Justice of the Court of Queen's Bench of Manitoba (Family Division)
- In office May 19, 2005 – March 21, 2015

= Lori Douglas =

Canadian judge

A. Lori Douglas was the Associate Chief Justice of the Court of Queen's Bench of Manitoba (Family Division). She currently lectures and practices family law part-time.

== Education ==
Douglas received a Bachelor of Arts from the University of Winnipeg in 1978 and a Bachelor of Laws from the University of Manitoba in 1982. She was admitted to the Law Society of Manitoba in 1982.

== Legal career ==
Douglas was a partner with the firm of Thompson Dorfman Sweatman, where she practised primarily family law. She was a professor at the Faculty of Law at the University of Manitoba and at the Bar Admission Course.

== Judicial career ==
On May 19, 2005, Douglas was appointed a Judge of the Court of Queen's Bench (Family Division). On May 14, 2009, she was appointed Associate Chief Justice of the Court of Queen's Bench (Family Division), replacing Justice Gerry Mercier.

=== Complaint and resignation ===
In July 2010, Winnipeg resident Alexander Chapman filed a formal complaint with the Canadian Judicial Council against Lori Douglas and her husband, Jack King. The complaint alleged that King, a lawyer for the Thompson Dorfman Sweatman firm, uploaded nude photographs of his wife to a pornography site in 2003 in order to tease clients such as Chapman. In doing so Chapman broke a confidentiality agreement made with King in 2003. A 2016 interview, which described the photographs as revenge porn, alleged that his motive was to humiliate a judge in another case who was a colleague of Douglas. Douglas, who learned about the photos and forgave King in 2003, was unaware that there were surviving copies. In 2016, Douglas said "I’ve actually never seen the images and I don’t ever want to see them."
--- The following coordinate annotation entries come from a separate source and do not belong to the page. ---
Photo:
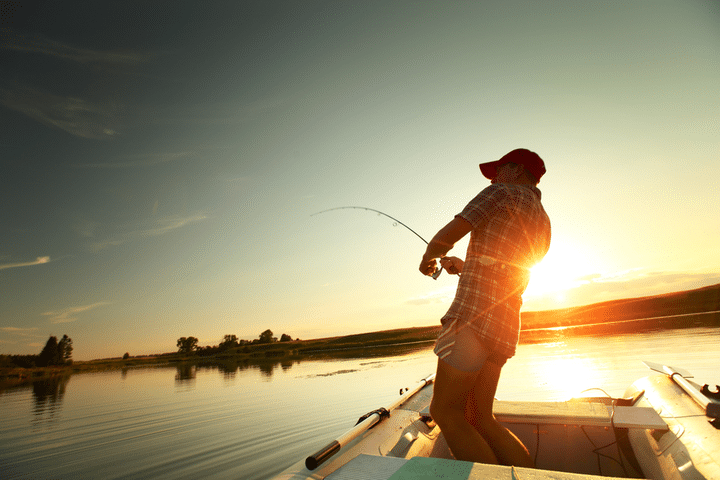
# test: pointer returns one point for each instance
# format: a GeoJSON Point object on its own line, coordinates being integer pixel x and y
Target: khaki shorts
{"type": "Point", "coordinates": [462, 348]}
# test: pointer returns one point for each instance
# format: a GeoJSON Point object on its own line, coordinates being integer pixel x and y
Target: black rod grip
{"type": "Point", "coordinates": [321, 455]}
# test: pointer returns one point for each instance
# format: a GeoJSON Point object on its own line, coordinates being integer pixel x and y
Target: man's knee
{"type": "Point", "coordinates": [442, 412]}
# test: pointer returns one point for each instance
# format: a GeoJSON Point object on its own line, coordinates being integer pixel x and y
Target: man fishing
{"type": "Point", "coordinates": [509, 233]}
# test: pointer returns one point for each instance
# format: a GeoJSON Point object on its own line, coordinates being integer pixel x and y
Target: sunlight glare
{"type": "Point", "coordinates": [569, 377]}
{"type": "Point", "coordinates": [559, 271]}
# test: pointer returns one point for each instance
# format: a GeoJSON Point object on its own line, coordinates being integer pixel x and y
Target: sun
{"type": "Point", "coordinates": [559, 272]}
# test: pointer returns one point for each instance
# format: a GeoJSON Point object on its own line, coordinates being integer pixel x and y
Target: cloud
{"type": "Point", "coordinates": [37, 44]}
{"type": "Point", "coordinates": [38, 261]}
{"type": "Point", "coordinates": [69, 314]}
{"type": "Point", "coordinates": [135, 161]}
{"type": "Point", "coordinates": [155, 228]}
{"type": "Point", "coordinates": [18, 331]}
{"type": "Point", "coordinates": [632, 283]}
{"type": "Point", "coordinates": [443, 295]}
{"type": "Point", "coordinates": [74, 115]}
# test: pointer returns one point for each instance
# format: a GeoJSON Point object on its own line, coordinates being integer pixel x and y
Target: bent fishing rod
{"type": "Point", "coordinates": [434, 275]}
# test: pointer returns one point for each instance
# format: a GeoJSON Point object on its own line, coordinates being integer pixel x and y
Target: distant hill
{"type": "Point", "coordinates": [706, 299]}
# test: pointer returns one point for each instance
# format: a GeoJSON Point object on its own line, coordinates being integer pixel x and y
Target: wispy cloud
{"type": "Point", "coordinates": [135, 161]}
{"type": "Point", "coordinates": [19, 331]}
{"type": "Point", "coordinates": [69, 314]}
{"type": "Point", "coordinates": [38, 261]}
{"type": "Point", "coordinates": [442, 295]}
{"type": "Point", "coordinates": [631, 283]}
{"type": "Point", "coordinates": [155, 228]}
{"type": "Point", "coordinates": [74, 115]}
{"type": "Point", "coordinates": [37, 44]}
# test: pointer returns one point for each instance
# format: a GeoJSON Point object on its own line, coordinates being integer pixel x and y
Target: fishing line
{"type": "Point", "coordinates": [435, 275]}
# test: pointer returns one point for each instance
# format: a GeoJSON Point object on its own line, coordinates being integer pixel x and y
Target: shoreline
{"type": "Point", "coordinates": [343, 346]}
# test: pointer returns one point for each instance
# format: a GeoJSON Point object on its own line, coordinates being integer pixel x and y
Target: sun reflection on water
{"type": "Point", "coordinates": [565, 376]}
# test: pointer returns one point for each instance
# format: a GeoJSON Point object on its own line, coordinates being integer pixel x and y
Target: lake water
{"type": "Point", "coordinates": [250, 422]}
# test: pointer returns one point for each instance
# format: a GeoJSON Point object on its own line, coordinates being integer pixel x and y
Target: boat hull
{"type": "Point", "coordinates": [690, 449]}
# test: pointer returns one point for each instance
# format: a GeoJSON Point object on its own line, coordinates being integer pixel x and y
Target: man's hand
{"type": "Point", "coordinates": [452, 265]}
{"type": "Point", "coordinates": [428, 267]}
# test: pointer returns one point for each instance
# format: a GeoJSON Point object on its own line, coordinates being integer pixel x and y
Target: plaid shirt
{"type": "Point", "coordinates": [511, 233]}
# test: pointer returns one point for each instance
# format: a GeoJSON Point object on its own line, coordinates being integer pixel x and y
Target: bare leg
{"type": "Point", "coordinates": [453, 390]}
{"type": "Point", "coordinates": [507, 447]}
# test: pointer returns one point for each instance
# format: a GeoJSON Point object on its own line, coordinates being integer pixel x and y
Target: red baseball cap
{"type": "Point", "coordinates": [530, 160]}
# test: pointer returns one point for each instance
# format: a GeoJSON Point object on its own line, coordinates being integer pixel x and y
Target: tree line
{"type": "Point", "coordinates": [187, 345]}
{"type": "Point", "coordinates": [56, 352]}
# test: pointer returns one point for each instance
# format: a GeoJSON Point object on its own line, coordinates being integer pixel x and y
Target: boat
{"type": "Point", "coordinates": [664, 427]}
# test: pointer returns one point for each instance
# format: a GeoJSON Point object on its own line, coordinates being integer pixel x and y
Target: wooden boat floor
{"type": "Point", "coordinates": [371, 467]}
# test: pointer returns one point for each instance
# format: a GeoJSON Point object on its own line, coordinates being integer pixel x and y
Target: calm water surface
{"type": "Point", "coordinates": [252, 422]}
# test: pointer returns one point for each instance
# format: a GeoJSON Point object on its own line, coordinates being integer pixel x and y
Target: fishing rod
{"type": "Point", "coordinates": [434, 275]}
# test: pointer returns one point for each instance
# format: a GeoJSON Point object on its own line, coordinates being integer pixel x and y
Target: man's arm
{"type": "Point", "coordinates": [442, 242]}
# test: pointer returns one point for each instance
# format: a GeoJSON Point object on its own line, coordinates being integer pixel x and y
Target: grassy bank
{"type": "Point", "coordinates": [700, 307]}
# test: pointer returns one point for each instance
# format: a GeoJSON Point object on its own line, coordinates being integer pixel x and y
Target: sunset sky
{"type": "Point", "coordinates": [162, 161]}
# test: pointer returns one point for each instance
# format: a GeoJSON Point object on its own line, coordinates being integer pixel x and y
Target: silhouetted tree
{"type": "Point", "coordinates": [49, 354]}
{"type": "Point", "coordinates": [65, 349]}
{"type": "Point", "coordinates": [229, 341]}
{"type": "Point", "coordinates": [266, 337]}
{"type": "Point", "coordinates": [187, 344]}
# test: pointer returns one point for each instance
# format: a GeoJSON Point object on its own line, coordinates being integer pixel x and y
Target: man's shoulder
{"type": "Point", "coordinates": [501, 190]}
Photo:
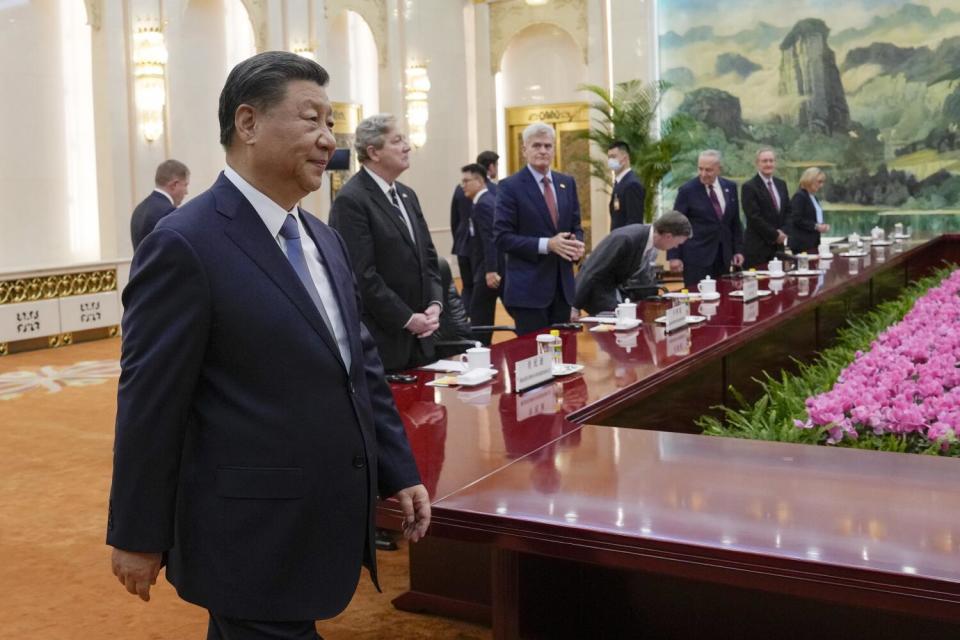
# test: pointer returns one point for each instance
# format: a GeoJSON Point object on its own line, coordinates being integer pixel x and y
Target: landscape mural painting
{"type": "Point", "coordinates": [867, 90]}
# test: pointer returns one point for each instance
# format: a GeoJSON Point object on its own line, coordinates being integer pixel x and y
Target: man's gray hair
{"type": "Point", "coordinates": [712, 154]}
{"type": "Point", "coordinates": [372, 132]}
{"type": "Point", "coordinates": [674, 223]}
{"type": "Point", "coordinates": [536, 129]}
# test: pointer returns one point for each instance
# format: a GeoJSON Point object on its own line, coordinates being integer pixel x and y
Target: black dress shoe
{"type": "Point", "coordinates": [384, 540]}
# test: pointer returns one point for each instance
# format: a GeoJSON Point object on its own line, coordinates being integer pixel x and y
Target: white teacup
{"type": "Point", "coordinates": [626, 312]}
{"type": "Point", "coordinates": [476, 358]}
{"type": "Point", "coordinates": [545, 344]}
{"type": "Point", "coordinates": [707, 286]}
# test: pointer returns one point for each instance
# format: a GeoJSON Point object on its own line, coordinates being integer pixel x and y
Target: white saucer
{"type": "Point", "coordinates": [690, 319]}
{"type": "Point", "coordinates": [762, 293]}
{"type": "Point", "coordinates": [566, 369]}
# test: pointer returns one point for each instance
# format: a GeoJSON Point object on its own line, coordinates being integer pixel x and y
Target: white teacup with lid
{"type": "Point", "coordinates": [707, 286]}
{"type": "Point", "coordinates": [626, 312]}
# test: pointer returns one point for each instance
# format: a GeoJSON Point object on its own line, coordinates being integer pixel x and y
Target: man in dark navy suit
{"type": "Point", "coordinates": [390, 247]}
{"type": "Point", "coordinates": [626, 201]}
{"type": "Point", "coordinates": [172, 180]}
{"type": "Point", "coordinates": [766, 206]}
{"type": "Point", "coordinates": [537, 226]}
{"type": "Point", "coordinates": [485, 261]}
{"type": "Point", "coordinates": [460, 207]}
{"type": "Point", "coordinates": [254, 429]}
{"type": "Point", "coordinates": [711, 205]}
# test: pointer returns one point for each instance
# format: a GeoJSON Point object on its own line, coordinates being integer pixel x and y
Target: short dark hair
{"type": "Point", "coordinates": [170, 170]}
{"type": "Point", "coordinates": [476, 169]}
{"type": "Point", "coordinates": [619, 144]}
{"type": "Point", "coordinates": [674, 223]}
{"type": "Point", "coordinates": [486, 158]}
{"type": "Point", "coordinates": [261, 81]}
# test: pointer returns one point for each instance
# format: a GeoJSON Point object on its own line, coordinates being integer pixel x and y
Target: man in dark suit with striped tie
{"type": "Point", "coordinates": [713, 209]}
{"type": "Point", "coordinates": [254, 429]}
{"type": "Point", "coordinates": [766, 205]}
{"type": "Point", "coordinates": [537, 226]}
{"type": "Point", "coordinates": [390, 247]}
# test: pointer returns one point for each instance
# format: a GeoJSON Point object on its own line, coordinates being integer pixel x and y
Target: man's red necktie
{"type": "Point", "coordinates": [551, 202]}
{"type": "Point", "coordinates": [715, 201]}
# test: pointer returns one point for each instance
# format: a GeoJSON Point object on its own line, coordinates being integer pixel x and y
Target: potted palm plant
{"type": "Point", "coordinates": [630, 114]}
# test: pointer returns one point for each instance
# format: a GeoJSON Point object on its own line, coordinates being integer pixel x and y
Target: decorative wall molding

The subsequent investigation drew support from the civil law dean at the University of Ottawa who said "If pictures of you naked end up on an Internet site, it's quite difficult to say you have the credibility to be a judge." However, an article in Canadian Lawyer Magazine was critical of the move, calling it "victim blaming couched as legitimate judicial inquiry".
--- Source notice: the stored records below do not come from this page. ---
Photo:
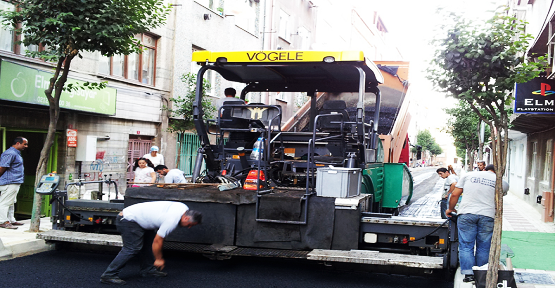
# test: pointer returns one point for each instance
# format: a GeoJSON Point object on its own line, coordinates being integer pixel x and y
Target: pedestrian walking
{"type": "Point", "coordinates": [11, 178]}
{"type": "Point", "coordinates": [144, 173]}
{"type": "Point", "coordinates": [170, 176]}
{"type": "Point", "coordinates": [448, 187]}
{"type": "Point", "coordinates": [143, 228]}
{"type": "Point", "coordinates": [475, 217]}
{"type": "Point", "coordinates": [154, 156]}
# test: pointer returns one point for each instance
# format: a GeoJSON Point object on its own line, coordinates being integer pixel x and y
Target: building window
{"type": "Point", "coordinates": [548, 160]}
{"type": "Point", "coordinates": [244, 12]}
{"type": "Point", "coordinates": [211, 5]}
{"type": "Point", "coordinates": [283, 25]}
{"type": "Point", "coordinates": [534, 156]}
{"type": "Point", "coordinates": [138, 67]}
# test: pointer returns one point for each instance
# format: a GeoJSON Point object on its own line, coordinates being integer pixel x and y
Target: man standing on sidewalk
{"type": "Point", "coordinates": [143, 228]}
{"type": "Point", "coordinates": [11, 178]}
{"type": "Point", "coordinates": [448, 187]}
{"type": "Point", "coordinates": [481, 165]}
{"type": "Point", "coordinates": [476, 215]}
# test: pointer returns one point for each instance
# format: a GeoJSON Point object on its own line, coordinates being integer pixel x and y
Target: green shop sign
{"type": "Point", "coordinates": [24, 84]}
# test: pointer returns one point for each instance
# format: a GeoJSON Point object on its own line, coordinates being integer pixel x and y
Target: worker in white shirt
{"type": "Point", "coordinates": [170, 176]}
{"type": "Point", "coordinates": [154, 156]}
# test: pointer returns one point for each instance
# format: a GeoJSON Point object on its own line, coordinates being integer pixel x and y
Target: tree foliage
{"type": "Point", "coordinates": [464, 126]}
{"type": "Point", "coordinates": [480, 63]}
{"type": "Point", "coordinates": [65, 28]}
{"type": "Point", "coordinates": [182, 108]}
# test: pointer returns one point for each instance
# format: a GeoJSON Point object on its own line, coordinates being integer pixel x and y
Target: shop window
{"type": "Point", "coordinates": [548, 160]}
{"type": "Point", "coordinates": [7, 39]}
{"type": "Point", "coordinates": [138, 67]}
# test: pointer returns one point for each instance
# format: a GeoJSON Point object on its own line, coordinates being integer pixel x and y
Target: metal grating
{"type": "Point", "coordinates": [254, 252]}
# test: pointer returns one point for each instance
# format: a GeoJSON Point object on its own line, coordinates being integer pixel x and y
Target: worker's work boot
{"type": "Point", "coordinates": [154, 273]}
{"type": "Point", "coordinates": [112, 280]}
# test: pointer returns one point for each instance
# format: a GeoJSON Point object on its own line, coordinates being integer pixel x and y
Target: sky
{"type": "Point", "coordinates": [411, 26]}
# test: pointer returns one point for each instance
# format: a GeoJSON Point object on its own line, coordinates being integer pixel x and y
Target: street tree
{"type": "Point", "coordinates": [181, 110]}
{"type": "Point", "coordinates": [66, 28]}
{"type": "Point", "coordinates": [464, 126]}
{"type": "Point", "coordinates": [480, 63]}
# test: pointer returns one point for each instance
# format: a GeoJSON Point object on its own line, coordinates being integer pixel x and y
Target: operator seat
{"type": "Point", "coordinates": [227, 119]}
{"type": "Point", "coordinates": [333, 123]}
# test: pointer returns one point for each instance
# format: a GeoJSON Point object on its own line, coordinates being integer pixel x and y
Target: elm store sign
{"type": "Point", "coordinates": [536, 96]}
{"type": "Point", "coordinates": [24, 84]}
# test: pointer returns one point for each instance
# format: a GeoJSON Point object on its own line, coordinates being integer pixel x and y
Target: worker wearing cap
{"type": "Point", "coordinates": [154, 156]}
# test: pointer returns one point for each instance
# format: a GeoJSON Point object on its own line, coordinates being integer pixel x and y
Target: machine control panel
{"type": "Point", "coordinates": [48, 183]}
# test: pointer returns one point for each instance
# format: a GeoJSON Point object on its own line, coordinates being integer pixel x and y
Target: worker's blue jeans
{"type": "Point", "coordinates": [474, 229]}
{"type": "Point", "coordinates": [136, 240]}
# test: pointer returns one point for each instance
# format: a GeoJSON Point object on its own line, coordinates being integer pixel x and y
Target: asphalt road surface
{"type": "Point", "coordinates": [63, 268]}
{"type": "Point", "coordinates": [426, 194]}
{"type": "Point", "coordinates": [83, 269]}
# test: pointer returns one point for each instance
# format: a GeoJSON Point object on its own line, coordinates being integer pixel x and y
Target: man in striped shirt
{"type": "Point", "coordinates": [11, 178]}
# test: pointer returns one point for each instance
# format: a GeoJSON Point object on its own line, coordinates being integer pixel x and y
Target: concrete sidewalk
{"type": "Point", "coordinates": [521, 219]}
{"type": "Point", "coordinates": [20, 242]}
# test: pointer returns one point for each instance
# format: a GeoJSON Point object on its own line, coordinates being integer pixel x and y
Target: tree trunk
{"type": "Point", "coordinates": [56, 85]}
{"type": "Point", "coordinates": [480, 142]}
{"type": "Point", "coordinates": [499, 149]}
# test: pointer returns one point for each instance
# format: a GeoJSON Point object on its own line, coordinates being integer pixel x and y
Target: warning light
{"type": "Point", "coordinates": [253, 179]}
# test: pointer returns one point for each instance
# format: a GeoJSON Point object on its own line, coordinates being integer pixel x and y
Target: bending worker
{"type": "Point", "coordinates": [137, 225]}
{"type": "Point", "coordinates": [170, 176]}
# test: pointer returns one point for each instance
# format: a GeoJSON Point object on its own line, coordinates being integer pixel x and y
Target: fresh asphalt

In September 2010, Douglas asked to be "temporarily relieved of her duties as a sitting justice" while "remain[ing] in her position in an administrative capacity". On January 5, 2011, the Canadian Judicial Council determined that the matter of the complaints against Douglas merited further investigation and referred to a review panel. The Canadian Judicial Council inquiry suffered from a series of delays and legal challenges before finally concluding on 24 November 2014, when Douglas agreed to early retirement in return for the case being officially stayed. Douglas officially retired on 21 March 2015.